As is his wont, Mr. Guare plays this dire situation for belly laughs, mixing in such unlikely supporting characters as a trio of ditsy nuns (Viki Boyle,Michelle Damato and Jason Parrish). But you are never allowed to lose sight for long of the dark desperation of Artie and Bananas, and when things go definitively sour, first with a bang and then a whimper, the laughter gives way to gasps—and tears. Imagine, if you can, an episode of “The Honeymooners” rewritten by Eugène Ionesco: That’s “The House of Blue Leaves.”

Mr.

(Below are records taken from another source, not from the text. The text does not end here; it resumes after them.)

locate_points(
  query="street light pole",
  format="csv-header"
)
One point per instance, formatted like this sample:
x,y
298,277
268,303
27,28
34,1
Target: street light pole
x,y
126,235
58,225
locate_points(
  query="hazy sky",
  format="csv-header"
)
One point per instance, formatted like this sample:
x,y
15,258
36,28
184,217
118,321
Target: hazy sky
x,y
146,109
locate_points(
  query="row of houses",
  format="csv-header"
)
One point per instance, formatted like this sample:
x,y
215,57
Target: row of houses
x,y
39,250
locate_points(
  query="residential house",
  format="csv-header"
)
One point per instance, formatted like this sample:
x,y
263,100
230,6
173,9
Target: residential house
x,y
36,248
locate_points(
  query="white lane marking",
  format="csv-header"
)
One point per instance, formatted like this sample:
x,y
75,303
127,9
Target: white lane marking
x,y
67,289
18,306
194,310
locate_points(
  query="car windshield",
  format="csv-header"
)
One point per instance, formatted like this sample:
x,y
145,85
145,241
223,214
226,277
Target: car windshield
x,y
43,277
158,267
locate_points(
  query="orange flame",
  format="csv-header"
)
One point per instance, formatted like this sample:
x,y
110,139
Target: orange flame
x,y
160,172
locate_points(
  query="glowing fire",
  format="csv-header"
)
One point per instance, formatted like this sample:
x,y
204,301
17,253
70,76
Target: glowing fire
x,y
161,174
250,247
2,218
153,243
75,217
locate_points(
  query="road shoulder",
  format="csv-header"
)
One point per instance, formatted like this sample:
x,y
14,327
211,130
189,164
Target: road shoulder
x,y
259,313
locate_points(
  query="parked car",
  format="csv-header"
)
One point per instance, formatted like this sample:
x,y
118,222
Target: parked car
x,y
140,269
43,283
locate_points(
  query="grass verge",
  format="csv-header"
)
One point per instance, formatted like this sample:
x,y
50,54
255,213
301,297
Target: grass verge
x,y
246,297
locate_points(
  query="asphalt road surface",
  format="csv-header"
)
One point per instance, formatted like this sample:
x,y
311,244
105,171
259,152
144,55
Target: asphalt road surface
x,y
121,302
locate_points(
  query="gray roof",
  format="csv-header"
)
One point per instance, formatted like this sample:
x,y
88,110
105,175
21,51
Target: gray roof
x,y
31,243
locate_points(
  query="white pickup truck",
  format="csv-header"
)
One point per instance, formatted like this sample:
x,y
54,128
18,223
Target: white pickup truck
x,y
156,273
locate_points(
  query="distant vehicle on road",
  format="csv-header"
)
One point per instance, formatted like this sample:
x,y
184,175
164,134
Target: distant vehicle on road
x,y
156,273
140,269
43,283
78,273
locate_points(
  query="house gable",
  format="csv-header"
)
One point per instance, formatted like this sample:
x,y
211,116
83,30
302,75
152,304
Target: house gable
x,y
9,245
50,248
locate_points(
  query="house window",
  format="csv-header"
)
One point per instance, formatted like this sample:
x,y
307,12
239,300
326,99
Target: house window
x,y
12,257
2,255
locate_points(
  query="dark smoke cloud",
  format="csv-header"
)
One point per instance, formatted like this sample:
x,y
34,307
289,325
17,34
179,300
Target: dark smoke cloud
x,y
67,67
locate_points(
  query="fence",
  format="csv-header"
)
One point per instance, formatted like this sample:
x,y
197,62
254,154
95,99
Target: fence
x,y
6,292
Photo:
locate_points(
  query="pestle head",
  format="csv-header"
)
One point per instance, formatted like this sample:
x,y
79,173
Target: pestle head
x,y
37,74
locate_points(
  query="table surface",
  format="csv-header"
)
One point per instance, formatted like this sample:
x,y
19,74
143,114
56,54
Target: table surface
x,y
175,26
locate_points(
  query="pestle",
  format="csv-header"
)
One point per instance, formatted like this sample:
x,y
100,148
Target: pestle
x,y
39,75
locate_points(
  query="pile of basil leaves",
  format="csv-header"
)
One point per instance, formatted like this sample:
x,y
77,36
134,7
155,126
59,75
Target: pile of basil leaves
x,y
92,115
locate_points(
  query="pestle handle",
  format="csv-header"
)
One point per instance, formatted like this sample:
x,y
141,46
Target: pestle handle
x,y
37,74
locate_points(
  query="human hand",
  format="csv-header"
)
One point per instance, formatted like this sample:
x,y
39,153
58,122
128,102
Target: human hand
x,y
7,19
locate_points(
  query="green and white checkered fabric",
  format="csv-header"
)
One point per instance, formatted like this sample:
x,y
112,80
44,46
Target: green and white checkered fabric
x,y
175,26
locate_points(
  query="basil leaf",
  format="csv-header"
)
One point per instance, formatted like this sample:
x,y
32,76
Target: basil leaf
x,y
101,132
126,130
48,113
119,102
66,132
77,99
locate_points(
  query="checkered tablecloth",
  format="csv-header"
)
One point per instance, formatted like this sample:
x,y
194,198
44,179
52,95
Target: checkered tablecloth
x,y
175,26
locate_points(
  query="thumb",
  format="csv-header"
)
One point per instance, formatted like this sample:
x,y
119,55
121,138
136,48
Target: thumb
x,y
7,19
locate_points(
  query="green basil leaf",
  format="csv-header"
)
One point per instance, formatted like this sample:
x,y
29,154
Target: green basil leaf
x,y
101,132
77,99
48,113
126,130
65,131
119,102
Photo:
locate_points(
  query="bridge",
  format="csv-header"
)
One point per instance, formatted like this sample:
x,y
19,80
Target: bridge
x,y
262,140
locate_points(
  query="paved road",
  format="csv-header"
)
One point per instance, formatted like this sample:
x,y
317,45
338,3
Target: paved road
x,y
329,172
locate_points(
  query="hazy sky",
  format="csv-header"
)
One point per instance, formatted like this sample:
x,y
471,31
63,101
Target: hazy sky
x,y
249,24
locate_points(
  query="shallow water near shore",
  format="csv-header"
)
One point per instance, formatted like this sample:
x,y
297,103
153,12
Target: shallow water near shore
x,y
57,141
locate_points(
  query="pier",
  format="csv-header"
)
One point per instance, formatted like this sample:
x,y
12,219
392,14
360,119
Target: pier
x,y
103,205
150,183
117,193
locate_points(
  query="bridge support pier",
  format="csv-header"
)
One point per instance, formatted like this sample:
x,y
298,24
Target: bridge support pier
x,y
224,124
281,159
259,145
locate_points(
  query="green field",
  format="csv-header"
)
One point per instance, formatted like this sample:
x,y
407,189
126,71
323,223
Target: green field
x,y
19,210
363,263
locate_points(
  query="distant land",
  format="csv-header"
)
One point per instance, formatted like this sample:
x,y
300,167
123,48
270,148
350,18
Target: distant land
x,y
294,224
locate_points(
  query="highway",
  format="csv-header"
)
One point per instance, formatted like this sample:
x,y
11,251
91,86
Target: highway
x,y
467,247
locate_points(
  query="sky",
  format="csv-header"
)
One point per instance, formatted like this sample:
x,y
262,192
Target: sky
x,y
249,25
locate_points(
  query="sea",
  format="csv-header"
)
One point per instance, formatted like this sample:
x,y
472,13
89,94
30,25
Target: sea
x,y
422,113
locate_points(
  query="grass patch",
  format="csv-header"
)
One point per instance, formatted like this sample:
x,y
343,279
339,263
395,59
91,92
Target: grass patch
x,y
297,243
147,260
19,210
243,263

Clavelli and seven of the 11 members of his cast are longtime members of Florida Rep’s regular core ensemble. They’ve worked together repeatedly, and it shows: This is the kind of production whose uncanny stylistic unanimity helps to weld together the play’s seemingly disparate parts. To single out any one of the actors for particular praise would do the others an injustice, for they are all marvelous. Their performances are at once deliberately, anti-naturalistically broad—that, too, is Mr. Guare’s way—and as true to felt life as Ray Recht’s set, a pitifully shabby apartment that looks as though it hasn’t seen the wet end of a mop for at least a decade.

The best American regional theater is as good as it gets, Broadway not excluded. But if I had to pick one show from the past few seasons to epitomize its excellence, it might well be Florida Rep’s “House of Blue Leaves.” It’s one of the finest stagings of a John Guare play that I’ve ever seen, anywhere.